Если Соньки и Ильина не было в палатках, значит они загрузились в машину. Понятно же, что и там может произойти всё. Я терминатором двинулась к машинам.
Там тоже была пустота. В итоге разозлившись до головокружения я залезла в одну из машин, укрылась чьей-то телогрейкой и отключилась. Отличное открытие игры.
За неделю до…
Если вы подумали, что события, происходящие со мной, всего лишь всплеск жизненной активности, уверяю вас, это ещё не всё! Судьба у меня, как у Чили или Японии, вечно находиться на участках движения литосферных плит. Сейсмическая активность происходит даже чаще, чем выпадение осадков, потому что генератором любого события является Сонька. Вот и на сей раз после длительной пьесы о неразделённой любви, малыха умудрилась втянуть меня в новые приключения.
Для начала она попросила меня взломать одну игру. Рейтинги у этой штуки были высокие, количество игроков чуть ли не весь мир, а сервера слабые.
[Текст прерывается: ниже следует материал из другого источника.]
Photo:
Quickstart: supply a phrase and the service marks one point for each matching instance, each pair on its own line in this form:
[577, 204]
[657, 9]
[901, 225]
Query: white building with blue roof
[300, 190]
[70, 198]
Может, поэтому я свою работу быстро сделала, но Соньке этого было мало. Она решила меня «прогулять» за пределы провинции (Михалыч постарался), чтобы развеяться. Ага, страдания у неё, а развеиваюсь я. Что ж, прекрасно.
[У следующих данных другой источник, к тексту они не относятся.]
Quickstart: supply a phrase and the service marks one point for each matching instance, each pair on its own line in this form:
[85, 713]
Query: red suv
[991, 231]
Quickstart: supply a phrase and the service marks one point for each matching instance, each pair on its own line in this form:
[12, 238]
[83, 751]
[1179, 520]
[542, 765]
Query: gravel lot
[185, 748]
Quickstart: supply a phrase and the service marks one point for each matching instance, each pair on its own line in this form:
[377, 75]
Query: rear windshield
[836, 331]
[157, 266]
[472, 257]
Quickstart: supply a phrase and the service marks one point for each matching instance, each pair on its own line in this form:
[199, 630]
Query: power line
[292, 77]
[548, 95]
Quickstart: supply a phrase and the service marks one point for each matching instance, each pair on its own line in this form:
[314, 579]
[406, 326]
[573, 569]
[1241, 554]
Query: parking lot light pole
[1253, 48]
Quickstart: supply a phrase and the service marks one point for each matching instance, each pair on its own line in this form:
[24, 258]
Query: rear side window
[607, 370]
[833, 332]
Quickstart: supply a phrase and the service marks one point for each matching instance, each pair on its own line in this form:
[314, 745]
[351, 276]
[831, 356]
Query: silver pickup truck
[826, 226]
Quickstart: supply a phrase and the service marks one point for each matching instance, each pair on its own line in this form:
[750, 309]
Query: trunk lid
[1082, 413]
Короче говоря, после успешного взлома игрушки я ещё долго ползала среди её внутренностей, и, если честно, более лёгкого алгоритма программирования для игры ещё не встречала. Разработчики были либо слишком наивными, чтобы установить хорошую систему защиты, либо слишком тупыми, чтобы понять одно: когда в твою рулетку играет весь мир, крах неизбежен.
Мой крутой дядя – танцующий, пригубивши градуса расставленными мизинцами в стороны – научил меня полноценным отношениям с техникой. Я только освоила как ходить и опрокидывать горшок, и родственник, подсуетившись, стал объяснять мне язык нолей и единичек. Поэтому навыки и знания в области программистки и систематологии для меня высший пилотаж. Демонстрация излишня.
Итак, после этой махинации мы поехали в город к друзьям бить новые тату. Сонька настоятельно рекомендовала заменить душевную боль физической нагрузкой на единственный орган, который можно продавать не вырезая. Она тётка хоть и взрослая, но её детская натура туго вывозила суровые возрастные проблемы. Что же до меня и остальных членов нашей странной шайки, мы просто были вынуждены исполнять приказы старшего.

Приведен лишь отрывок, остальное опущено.